Take a quick scroll through your socials right now and I guarantee you’ll see what I’m seeing—ultra-curated poreless selfies and Facetuned jawlines being quietly replaced by something much cooler: Honest, unretouched pics that put acne on display in all its unpredictable glory. I'm talking about content that's genuinely relatable; like, just-crawled-out-of-bed, still-wearing-zit-cream, this-is-what-skin-looks-like relatable. And it's powerful.
It’s true that skin positivity has been around for a minute, but in a time when most of us don’t have the energy to care about getting "perfect" filtered-beyond-recognition skin (we’ve sort of had other priorities, you know?), the movement is blowing TF up. Hashtags like #FreethePimple, #AcnePositivity, and #NormalizeAcne are stacked with hundreds of thousands of people (including celebs—hi, Bianca Gonzalez) who are embracing their skin for what it is, breakouts, scars, textures, and all.
Behind all these unfiltered photos and videos is a massive community that operates the skin positivity movement. Fellow influencers hype each other up in the comments section, swap stories and experiences with followers over DM, and even walk each other through the heavy emotions that come with having skin conditions. It's essentially a virtual support system.
Of course, that doesn’t mean everyone’s out here trying to pretend we all love our breakouts (but if you do, I very much bow down to you)—it's just about recognizing how common and, hello, how normal zits really are. It’s about this: Whether or not you’re trying to clear up your skin (you do you, as always), you should be able to feel confident and unjudged along the way.

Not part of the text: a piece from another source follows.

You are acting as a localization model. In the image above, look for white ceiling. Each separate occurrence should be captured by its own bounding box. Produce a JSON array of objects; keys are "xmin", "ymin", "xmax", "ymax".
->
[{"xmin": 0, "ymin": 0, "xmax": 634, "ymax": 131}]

As the skin pos world grows and the movement hopefully becomes the new standard in social media, I got to speak with seven of these game-changers at the heart of it all. Each of their faces, in all of their unedited ~magic~ below, are exactly what makes this movement so down-right refreshing. But don't just take my word for it—here's what the real skin movement means to them:
Meet the Skinfluencers
One of the biggest misconceptions about acne is that it’s our fault—there have been so many times when people have blamed me for my acne, telling me it’s my bad diet, my skincare, my makeup. Acne is extremely complex and very hard to clear. Everybody is different.
"The fact that we have acne and decide to live our lives without focusing on our skin doesn’t mean we’re 'promoting' acne. I want everyone to see us as normal people who’ve just decided not to let acne tear us down.
"I have moments when I just wish my skin looked perfect, but I channel that energy into talking about my journey online. The community really encourages each other to enjoy our lives and not let our skin lower our self-esteem."
"The word 'positive' can be a little misleading. Although those within the skin-positive movement try to show others that you can still go about your everyday life while dealing with acne, it isn’t always easy. It's messy, it's hard, it's emotional, but it's nothing to feel ashamed about."
"Being skin positive really just means having freedom in how you choose to represent yourself—not how society wants you to. I hope with the rise of our movement, we can learn to empower ourselves through our unique 'flaws."
"After spending so many years feeling alone and seeing your skin type represented only through before-and-after photographs in commercials, it's a pretty amazing thing to see yourself represented in your feed."
It's worth noting that as a society, we still have a loooong way to go when it comes to being inclusive in our representation of skin (dismantling the patriarchy takes time, people). Sure, there are some beauty brands who cast models with zits, scars, or “imperfect” texture, but seeing real skin in campaigns, unfortunately, isn’t the norm just yet. That’s why folks within the skin positivity movement find it so important to make space—even if it’s just on your Instagram or TikTok feed for right now.
But IMO, we’re only seeing the beginning of acne positivity. You ready for the real skin revolution?